To see this algebraically, consider the gaps between X1 and X2. When we increase by doubling, the size of the gap also doubles, from (X2 - X1) to (2 X2 - 2 X1) = 2(X2 - X1). But, when we subtract 1 from both X1 and X2, the gap stays the same. The gap either increases or stays the same, and given enough iterations of increasing and decreasing, the gap will reach maximal unfairness (one person has zero bandwidth forever).
Adjustments: AIMD Dynamics
Finally, consider increasing by adding 1, and decreasing by halving. With C = 5, the first few iterations are:
X1 = 1, X2 = 2 (3 less than 5, increase)
X1 = 2, X2 = 3 (5 not more than 5, increase)
X1 = 3, X2 = 4 (7 more than 5, decrease)
X1 = 1.5, X2 = 2 (3.5 less than 5, increase)
X1 = 2.5, X2 = 3 (5.5 more than 5, decrease)
X1 = 1.25, X2 = 1.5 (2.75 less than 5, increase)
X1 = 2.25, X2 = 2.5 (4.75 less than 5, increase)
X1 = 3.25, X2 = 3.5 (6.75 more than 5, decrease)
X1 = 1.625, X2 = 1.75 (less than 5, increase)
X2 = 2.625, X2 = 2.75
We can see that X1 and X2 are getting closer together, and in fact, they’re approaching the fair allocation of X1 = X2 = 2.5.
Algebraically, we can see that the gap between X1 and X2 is decreasing. Specifically, when we add a constant to both numbers, the gap stays the same. But, when we halve both numbers, the gap also halves, from (X1 - X2) to (X1 / 2 - X2 / 2) = (X1 - X2) / 2. As we alternate increasing and decreasing, the gap will keep halving and approaching 0.
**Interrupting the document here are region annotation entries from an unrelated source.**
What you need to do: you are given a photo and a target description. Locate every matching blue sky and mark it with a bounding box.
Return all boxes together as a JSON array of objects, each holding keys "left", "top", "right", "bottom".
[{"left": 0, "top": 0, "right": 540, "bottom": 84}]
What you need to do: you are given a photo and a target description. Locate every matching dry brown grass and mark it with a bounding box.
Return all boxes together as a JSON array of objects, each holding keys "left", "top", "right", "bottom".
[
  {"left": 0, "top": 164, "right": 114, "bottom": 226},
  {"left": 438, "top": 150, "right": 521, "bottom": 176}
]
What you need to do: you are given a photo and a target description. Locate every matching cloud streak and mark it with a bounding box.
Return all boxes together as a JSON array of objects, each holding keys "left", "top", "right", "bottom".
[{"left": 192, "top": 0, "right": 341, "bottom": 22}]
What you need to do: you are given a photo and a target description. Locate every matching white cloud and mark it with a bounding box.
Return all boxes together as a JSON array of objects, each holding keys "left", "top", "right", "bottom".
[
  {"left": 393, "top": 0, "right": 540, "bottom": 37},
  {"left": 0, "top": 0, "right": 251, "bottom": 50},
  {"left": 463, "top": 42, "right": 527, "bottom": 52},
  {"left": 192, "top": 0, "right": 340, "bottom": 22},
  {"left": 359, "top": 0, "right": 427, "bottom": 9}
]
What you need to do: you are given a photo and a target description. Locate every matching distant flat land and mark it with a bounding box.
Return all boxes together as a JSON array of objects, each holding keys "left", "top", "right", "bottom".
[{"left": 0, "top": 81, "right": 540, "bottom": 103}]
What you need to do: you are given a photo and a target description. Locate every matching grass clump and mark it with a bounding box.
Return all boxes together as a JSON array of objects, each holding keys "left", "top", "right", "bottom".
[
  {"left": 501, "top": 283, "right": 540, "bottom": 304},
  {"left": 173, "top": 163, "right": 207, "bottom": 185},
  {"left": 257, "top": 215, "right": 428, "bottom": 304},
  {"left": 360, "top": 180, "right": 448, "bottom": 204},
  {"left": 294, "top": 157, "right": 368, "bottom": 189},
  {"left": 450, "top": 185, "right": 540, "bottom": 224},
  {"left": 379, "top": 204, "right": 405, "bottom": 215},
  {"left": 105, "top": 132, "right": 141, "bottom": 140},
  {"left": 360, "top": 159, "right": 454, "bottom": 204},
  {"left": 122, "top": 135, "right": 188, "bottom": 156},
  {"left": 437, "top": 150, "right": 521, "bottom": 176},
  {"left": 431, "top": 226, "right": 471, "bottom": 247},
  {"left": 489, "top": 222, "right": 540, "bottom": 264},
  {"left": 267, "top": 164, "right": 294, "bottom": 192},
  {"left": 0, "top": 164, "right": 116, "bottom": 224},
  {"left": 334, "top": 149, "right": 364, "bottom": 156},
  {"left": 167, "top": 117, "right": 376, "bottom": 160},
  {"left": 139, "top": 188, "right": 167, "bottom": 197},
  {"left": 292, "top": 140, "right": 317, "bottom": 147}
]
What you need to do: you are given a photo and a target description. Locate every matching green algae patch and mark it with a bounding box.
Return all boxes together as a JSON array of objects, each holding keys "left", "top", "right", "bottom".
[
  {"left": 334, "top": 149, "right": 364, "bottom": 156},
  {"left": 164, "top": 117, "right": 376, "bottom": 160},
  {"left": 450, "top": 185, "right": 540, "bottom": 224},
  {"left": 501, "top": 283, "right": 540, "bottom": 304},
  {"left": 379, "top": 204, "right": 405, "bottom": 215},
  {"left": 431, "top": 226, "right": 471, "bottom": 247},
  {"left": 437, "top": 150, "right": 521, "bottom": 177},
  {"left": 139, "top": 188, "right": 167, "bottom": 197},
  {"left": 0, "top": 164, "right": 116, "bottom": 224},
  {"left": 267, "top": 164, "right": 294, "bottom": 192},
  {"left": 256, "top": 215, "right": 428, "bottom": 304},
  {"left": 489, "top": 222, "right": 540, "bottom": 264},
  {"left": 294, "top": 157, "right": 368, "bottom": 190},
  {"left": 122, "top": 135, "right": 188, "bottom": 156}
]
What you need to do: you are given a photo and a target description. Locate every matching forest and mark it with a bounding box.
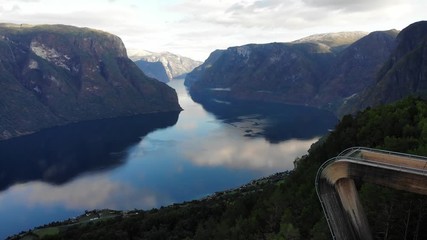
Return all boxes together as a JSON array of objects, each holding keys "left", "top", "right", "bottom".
[{"left": 12, "top": 97, "right": 427, "bottom": 240}]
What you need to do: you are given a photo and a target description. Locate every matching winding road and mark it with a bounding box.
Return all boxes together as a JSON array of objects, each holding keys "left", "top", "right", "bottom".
[{"left": 315, "top": 147, "right": 427, "bottom": 240}]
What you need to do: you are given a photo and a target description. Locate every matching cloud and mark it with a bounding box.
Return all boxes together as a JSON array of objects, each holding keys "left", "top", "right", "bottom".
[
  {"left": 0, "top": 0, "right": 427, "bottom": 60},
  {"left": 303, "top": 0, "right": 405, "bottom": 12}
]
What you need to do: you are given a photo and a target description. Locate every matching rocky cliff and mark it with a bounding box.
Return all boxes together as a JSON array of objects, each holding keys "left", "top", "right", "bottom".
[
  {"left": 0, "top": 24, "right": 181, "bottom": 139},
  {"left": 339, "top": 21, "right": 427, "bottom": 115},
  {"left": 130, "top": 51, "right": 202, "bottom": 82},
  {"left": 186, "top": 30, "right": 397, "bottom": 110}
]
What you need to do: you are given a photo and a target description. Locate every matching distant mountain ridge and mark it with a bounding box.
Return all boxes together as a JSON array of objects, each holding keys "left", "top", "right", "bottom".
[
  {"left": 129, "top": 50, "right": 202, "bottom": 82},
  {"left": 186, "top": 30, "right": 398, "bottom": 111},
  {"left": 0, "top": 24, "right": 181, "bottom": 140},
  {"left": 292, "top": 31, "right": 368, "bottom": 51}
]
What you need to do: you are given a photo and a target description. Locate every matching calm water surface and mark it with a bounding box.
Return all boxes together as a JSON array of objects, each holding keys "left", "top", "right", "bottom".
[{"left": 0, "top": 80, "right": 337, "bottom": 238}]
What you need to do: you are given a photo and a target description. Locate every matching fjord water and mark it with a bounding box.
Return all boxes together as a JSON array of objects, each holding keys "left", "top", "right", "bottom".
[{"left": 0, "top": 80, "right": 337, "bottom": 238}]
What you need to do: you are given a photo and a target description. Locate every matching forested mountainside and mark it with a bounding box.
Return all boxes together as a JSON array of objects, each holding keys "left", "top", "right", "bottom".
[
  {"left": 0, "top": 24, "right": 181, "bottom": 140},
  {"left": 16, "top": 98, "right": 427, "bottom": 240},
  {"left": 186, "top": 22, "right": 416, "bottom": 116},
  {"left": 339, "top": 21, "right": 427, "bottom": 115}
]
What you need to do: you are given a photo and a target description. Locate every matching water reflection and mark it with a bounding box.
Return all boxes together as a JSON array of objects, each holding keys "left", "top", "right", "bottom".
[
  {"left": 0, "top": 80, "right": 336, "bottom": 239},
  {"left": 183, "top": 133, "right": 318, "bottom": 174},
  {"left": 192, "top": 91, "right": 338, "bottom": 143},
  {"left": 0, "top": 112, "right": 179, "bottom": 191}
]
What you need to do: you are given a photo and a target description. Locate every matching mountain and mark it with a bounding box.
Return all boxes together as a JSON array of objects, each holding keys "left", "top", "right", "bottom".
[
  {"left": 15, "top": 98, "right": 427, "bottom": 240},
  {"left": 340, "top": 21, "right": 427, "bottom": 115},
  {"left": 311, "top": 30, "right": 399, "bottom": 110},
  {"left": 186, "top": 43, "right": 333, "bottom": 105},
  {"left": 186, "top": 30, "right": 397, "bottom": 111},
  {"left": 130, "top": 50, "right": 202, "bottom": 82},
  {"left": 0, "top": 24, "right": 181, "bottom": 139},
  {"left": 293, "top": 32, "right": 367, "bottom": 51}
]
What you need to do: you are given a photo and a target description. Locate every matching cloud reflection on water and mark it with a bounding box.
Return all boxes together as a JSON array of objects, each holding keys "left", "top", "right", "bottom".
[
  {"left": 182, "top": 129, "right": 319, "bottom": 173},
  {"left": 0, "top": 175, "right": 167, "bottom": 210}
]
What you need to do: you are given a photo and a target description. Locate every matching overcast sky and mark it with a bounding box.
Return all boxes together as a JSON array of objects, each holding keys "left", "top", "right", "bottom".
[{"left": 0, "top": 0, "right": 427, "bottom": 60}]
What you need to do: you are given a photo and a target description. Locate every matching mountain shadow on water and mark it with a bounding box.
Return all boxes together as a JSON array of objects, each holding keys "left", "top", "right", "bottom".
[
  {"left": 0, "top": 112, "right": 179, "bottom": 191},
  {"left": 191, "top": 93, "right": 338, "bottom": 143}
]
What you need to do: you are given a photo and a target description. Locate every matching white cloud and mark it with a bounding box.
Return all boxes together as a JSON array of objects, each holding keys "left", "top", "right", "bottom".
[{"left": 0, "top": 0, "right": 427, "bottom": 60}]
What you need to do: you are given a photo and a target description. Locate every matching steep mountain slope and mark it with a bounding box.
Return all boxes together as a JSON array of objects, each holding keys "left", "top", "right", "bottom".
[
  {"left": 186, "top": 43, "right": 333, "bottom": 104},
  {"left": 17, "top": 98, "right": 427, "bottom": 240},
  {"left": 135, "top": 60, "right": 170, "bottom": 83},
  {"left": 340, "top": 21, "right": 427, "bottom": 115},
  {"left": 292, "top": 32, "right": 368, "bottom": 52},
  {"left": 312, "top": 30, "right": 399, "bottom": 110},
  {"left": 186, "top": 30, "right": 397, "bottom": 111},
  {"left": 130, "top": 51, "right": 202, "bottom": 82},
  {"left": 0, "top": 24, "right": 181, "bottom": 139}
]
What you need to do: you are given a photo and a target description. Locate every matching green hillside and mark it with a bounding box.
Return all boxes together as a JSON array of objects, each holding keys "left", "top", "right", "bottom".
[{"left": 12, "top": 98, "right": 427, "bottom": 240}]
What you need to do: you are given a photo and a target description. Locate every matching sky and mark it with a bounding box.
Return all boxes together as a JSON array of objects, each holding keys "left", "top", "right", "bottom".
[{"left": 0, "top": 0, "right": 427, "bottom": 61}]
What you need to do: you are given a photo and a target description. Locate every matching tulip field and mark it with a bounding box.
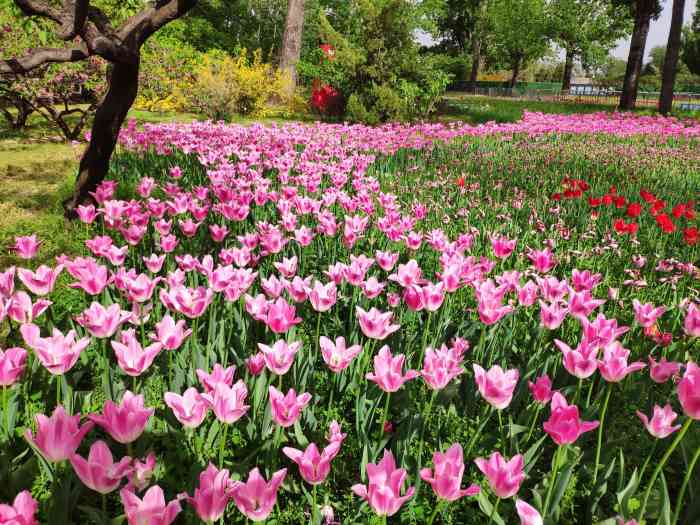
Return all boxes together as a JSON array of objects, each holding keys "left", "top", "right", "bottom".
[{"left": 0, "top": 112, "right": 700, "bottom": 525}]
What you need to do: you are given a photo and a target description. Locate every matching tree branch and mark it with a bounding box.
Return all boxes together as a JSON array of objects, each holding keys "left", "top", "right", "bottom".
[
  {"left": 56, "top": 0, "right": 90, "bottom": 40},
  {"left": 0, "top": 47, "right": 90, "bottom": 74}
]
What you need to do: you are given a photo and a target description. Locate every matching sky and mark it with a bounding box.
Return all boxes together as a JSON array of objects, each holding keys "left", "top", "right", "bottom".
[{"left": 612, "top": 0, "right": 697, "bottom": 60}]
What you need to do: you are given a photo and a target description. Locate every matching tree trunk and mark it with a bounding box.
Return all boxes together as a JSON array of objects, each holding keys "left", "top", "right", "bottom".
[
  {"left": 509, "top": 57, "right": 522, "bottom": 89},
  {"left": 469, "top": 34, "right": 481, "bottom": 93},
  {"left": 620, "top": 12, "right": 651, "bottom": 110},
  {"left": 63, "top": 63, "right": 139, "bottom": 219},
  {"left": 561, "top": 46, "right": 574, "bottom": 94},
  {"left": 280, "top": 0, "right": 304, "bottom": 95},
  {"left": 659, "top": 0, "right": 685, "bottom": 115}
]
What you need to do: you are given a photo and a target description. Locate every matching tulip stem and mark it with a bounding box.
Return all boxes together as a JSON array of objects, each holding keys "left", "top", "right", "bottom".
[
  {"left": 428, "top": 500, "right": 442, "bottom": 525},
  {"left": 377, "top": 392, "right": 391, "bottom": 441},
  {"left": 593, "top": 383, "right": 613, "bottom": 485},
  {"left": 637, "top": 418, "right": 693, "bottom": 521},
  {"left": 671, "top": 447, "right": 700, "bottom": 525},
  {"left": 525, "top": 403, "right": 542, "bottom": 443},
  {"left": 311, "top": 484, "right": 318, "bottom": 525},
  {"left": 219, "top": 423, "right": 228, "bottom": 469},
  {"left": 542, "top": 445, "right": 566, "bottom": 518},
  {"left": 488, "top": 498, "right": 501, "bottom": 525}
]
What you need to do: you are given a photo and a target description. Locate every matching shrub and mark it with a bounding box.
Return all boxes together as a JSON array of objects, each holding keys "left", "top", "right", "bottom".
[{"left": 177, "top": 50, "right": 292, "bottom": 120}]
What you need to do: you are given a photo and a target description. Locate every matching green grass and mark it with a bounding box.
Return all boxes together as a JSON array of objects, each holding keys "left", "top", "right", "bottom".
[{"left": 438, "top": 92, "right": 700, "bottom": 124}]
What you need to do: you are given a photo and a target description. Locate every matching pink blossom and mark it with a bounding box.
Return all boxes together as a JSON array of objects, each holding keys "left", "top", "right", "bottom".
[
  {"left": 420, "top": 443, "right": 481, "bottom": 501},
  {"left": 268, "top": 385, "right": 311, "bottom": 428},
  {"left": 474, "top": 452, "right": 525, "bottom": 498},
  {"left": 352, "top": 450, "right": 415, "bottom": 516},
  {"left": 366, "top": 345, "right": 420, "bottom": 392},
  {"left": 472, "top": 363, "right": 520, "bottom": 410}
]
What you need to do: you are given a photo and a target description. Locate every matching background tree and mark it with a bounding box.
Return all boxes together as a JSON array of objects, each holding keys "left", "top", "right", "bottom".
[
  {"left": 681, "top": 9, "right": 700, "bottom": 75},
  {"left": 659, "top": 0, "right": 685, "bottom": 115},
  {"left": 0, "top": 0, "right": 197, "bottom": 217},
  {"left": 489, "top": 0, "right": 551, "bottom": 88},
  {"left": 280, "top": 0, "right": 304, "bottom": 95},
  {"left": 549, "top": 0, "right": 631, "bottom": 91},
  {"left": 620, "top": 0, "right": 661, "bottom": 110}
]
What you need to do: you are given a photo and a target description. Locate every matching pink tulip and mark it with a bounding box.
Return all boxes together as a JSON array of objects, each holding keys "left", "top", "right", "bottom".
[
  {"left": 0, "top": 490, "right": 39, "bottom": 525},
  {"left": 515, "top": 499, "right": 544, "bottom": 525},
  {"left": 307, "top": 281, "right": 338, "bottom": 312},
  {"left": 554, "top": 339, "right": 598, "bottom": 379},
  {"left": 231, "top": 467, "right": 287, "bottom": 522},
  {"left": 352, "top": 450, "right": 415, "bottom": 516},
  {"left": 197, "top": 363, "right": 236, "bottom": 393},
  {"left": 544, "top": 392, "right": 598, "bottom": 445},
  {"left": 683, "top": 303, "right": 700, "bottom": 337},
  {"left": 13, "top": 233, "right": 41, "bottom": 259},
  {"left": 111, "top": 328, "right": 163, "bottom": 377},
  {"left": 420, "top": 443, "right": 481, "bottom": 501},
  {"left": 88, "top": 390, "right": 155, "bottom": 444},
  {"left": 127, "top": 452, "right": 156, "bottom": 491},
  {"left": 202, "top": 380, "right": 250, "bottom": 425},
  {"left": 20, "top": 323, "right": 90, "bottom": 375},
  {"left": 163, "top": 387, "right": 209, "bottom": 428},
  {"left": 119, "top": 485, "right": 182, "bottom": 525},
  {"left": 632, "top": 299, "right": 666, "bottom": 328},
  {"left": 24, "top": 405, "right": 94, "bottom": 463},
  {"left": 420, "top": 345, "right": 464, "bottom": 390},
  {"left": 183, "top": 463, "right": 232, "bottom": 523},
  {"left": 472, "top": 363, "right": 520, "bottom": 410},
  {"left": 598, "top": 341, "right": 647, "bottom": 383},
  {"left": 268, "top": 385, "right": 311, "bottom": 428},
  {"left": 637, "top": 403, "right": 681, "bottom": 439},
  {"left": 282, "top": 441, "right": 340, "bottom": 485},
  {"left": 265, "top": 297, "right": 301, "bottom": 334},
  {"left": 365, "top": 345, "right": 420, "bottom": 392},
  {"left": 678, "top": 361, "right": 700, "bottom": 420},
  {"left": 151, "top": 315, "right": 192, "bottom": 350},
  {"left": 17, "top": 264, "right": 63, "bottom": 296},
  {"left": 474, "top": 452, "right": 525, "bottom": 498},
  {"left": 491, "top": 236, "right": 517, "bottom": 259},
  {"left": 355, "top": 306, "right": 400, "bottom": 341},
  {"left": 649, "top": 356, "right": 681, "bottom": 383},
  {"left": 527, "top": 374, "right": 552, "bottom": 405},
  {"left": 70, "top": 440, "right": 131, "bottom": 494},
  {"left": 6, "top": 291, "right": 53, "bottom": 324},
  {"left": 318, "top": 335, "right": 362, "bottom": 373},
  {"left": 75, "top": 302, "right": 131, "bottom": 339},
  {"left": 0, "top": 347, "right": 27, "bottom": 387},
  {"left": 540, "top": 301, "right": 569, "bottom": 330},
  {"left": 258, "top": 339, "right": 301, "bottom": 376}
]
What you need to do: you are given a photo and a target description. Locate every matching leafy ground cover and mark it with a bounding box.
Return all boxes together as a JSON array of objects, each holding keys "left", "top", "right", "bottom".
[{"left": 0, "top": 113, "right": 700, "bottom": 524}]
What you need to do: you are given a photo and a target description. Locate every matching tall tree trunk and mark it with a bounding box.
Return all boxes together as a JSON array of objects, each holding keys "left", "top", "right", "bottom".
[
  {"left": 561, "top": 46, "right": 574, "bottom": 93},
  {"left": 509, "top": 56, "right": 522, "bottom": 89},
  {"left": 63, "top": 63, "right": 139, "bottom": 218},
  {"left": 620, "top": 12, "right": 651, "bottom": 110},
  {"left": 280, "top": 0, "right": 304, "bottom": 95},
  {"left": 469, "top": 34, "right": 481, "bottom": 93},
  {"left": 659, "top": 0, "right": 685, "bottom": 115}
]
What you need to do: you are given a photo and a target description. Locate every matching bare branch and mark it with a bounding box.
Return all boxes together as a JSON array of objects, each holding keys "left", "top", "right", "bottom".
[
  {"left": 0, "top": 47, "right": 90, "bottom": 74},
  {"left": 56, "top": 0, "right": 90, "bottom": 40}
]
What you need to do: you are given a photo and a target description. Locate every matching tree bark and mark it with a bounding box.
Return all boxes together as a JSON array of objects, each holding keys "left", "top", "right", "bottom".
[
  {"left": 63, "top": 62, "right": 139, "bottom": 219},
  {"left": 561, "top": 46, "right": 574, "bottom": 94},
  {"left": 620, "top": 12, "right": 651, "bottom": 110},
  {"left": 509, "top": 57, "right": 522, "bottom": 89},
  {"left": 469, "top": 34, "right": 481, "bottom": 93},
  {"left": 280, "top": 0, "right": 304, "bottom": 95},
  {"left": 659, "top": 0, "right": 685, "bottom": 115}
]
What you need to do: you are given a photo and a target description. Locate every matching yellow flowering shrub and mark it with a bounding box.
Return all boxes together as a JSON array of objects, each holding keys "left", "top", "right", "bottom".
[{"left": 175, "top": 49, "right": 293, "bottom": 120}]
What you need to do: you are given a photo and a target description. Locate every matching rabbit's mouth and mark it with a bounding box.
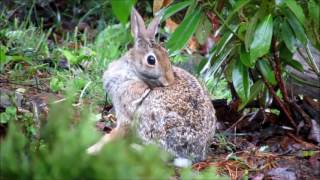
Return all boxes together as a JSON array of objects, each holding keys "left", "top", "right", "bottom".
[{"left": 139, "top": 73, "right": 165, "bottom": 88}]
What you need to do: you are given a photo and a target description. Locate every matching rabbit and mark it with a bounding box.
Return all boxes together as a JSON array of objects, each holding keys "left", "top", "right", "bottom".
[{"left": 87, "top": 8, "right": 216, "bottom": 162}]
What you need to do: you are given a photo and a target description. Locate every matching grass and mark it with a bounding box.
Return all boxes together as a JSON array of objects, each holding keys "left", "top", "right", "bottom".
[{"left": 0, "top": 7, "right": 228, "bottom": 179}]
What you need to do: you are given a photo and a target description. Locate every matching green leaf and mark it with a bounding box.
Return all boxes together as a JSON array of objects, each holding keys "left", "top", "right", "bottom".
[
  {"left": 162, "top": 0, "right": 192, "bottom": 20},
  {"left": 250, "top": 14, "right": 273, "bottom": 62},
  {"left": 285, "top": 0, "right": 306, "bottom": 24},
  {"left": 285, "top": 59, "right": 304, "bottom": 72},
  {"left": 257, "top": 60, "right": 277, "bottom": 85},
  {"left": 238, "top": 80, "right": 264, "bottom": 110},
  {"left": 280, "top": 21, "right": 297, "bottom": 53},
  {"left": 225, "top": 0, "right": 250, "bottom": 27},
  {"left": 232, "top": 60, "right": 250, "bottom": 102},
  {"left": 0, "top": 106, "right": 17, "bottom": 124},
  {"left": 283, "top": 9, "right": 308, "bottom": 45},
  {"left": 239, "top": 46, "right": 255, "bottom": 68},
  {"left": 111, "top": 0, "right": 135, "bottom": 24},
  {"left": 209, "top": 26, "right": 239, "bottom": 56},
  {"left": 200, "top": 48, "right": 233, "bottom": 81},
  {"left": 50, "top": 77, "right": 64, "bottom": 92},
  {"left": 166, "top": 9, "right": 202, "bottom": 52},
  {"left": 195, "top": 16, "right": 212, "bottom": 45},
  {"left": 308, "top": 0, "right": 320, "bottom": 28},
  {"left": 244, "top": 11, "right": 261, "bottom": 51},
  {"left": 60, "top": 49, "right": 78, "bottom": 64}
]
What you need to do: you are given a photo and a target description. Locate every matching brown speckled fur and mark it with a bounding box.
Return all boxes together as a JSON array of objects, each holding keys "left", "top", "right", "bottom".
[
  {"left": 137, "top": 67, "right": 216, "bottom": 161},
  {"left": 99, "top": 10, "right": 216, "bottom": 161}
]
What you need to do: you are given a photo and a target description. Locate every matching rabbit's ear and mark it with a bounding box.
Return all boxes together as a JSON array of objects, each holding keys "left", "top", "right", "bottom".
[
  {"left": 147, "top": 16, "right": 161, "bottom": 39},
  {"left": 131, "top": 8, "right": 146, "bottom": 39}
]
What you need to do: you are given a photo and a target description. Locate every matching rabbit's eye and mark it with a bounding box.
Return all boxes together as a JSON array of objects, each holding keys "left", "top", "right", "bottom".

We can see this graphically as well. When we multiplicatively decrease, we are moving along the line through the origin. This line is angled toward the fairness line, and moving downwards along this line means we’re approaching the fairness line. As before, additive increases don’t get us any closer to the fairness line, since we’re moving along a line with slope 1 (parallel to fairness line). But the key realization is that adding don’t move us any further, either. Our only two operations are moving closer, or not getting closer or further away. After many iterations, our point will slowly move closer toward the fairness line.
In summary: AIAD and MIMD retain unfairness, and make no improvements toward fairness. MIAD increases unfairness, and AIMD converges toward fairness.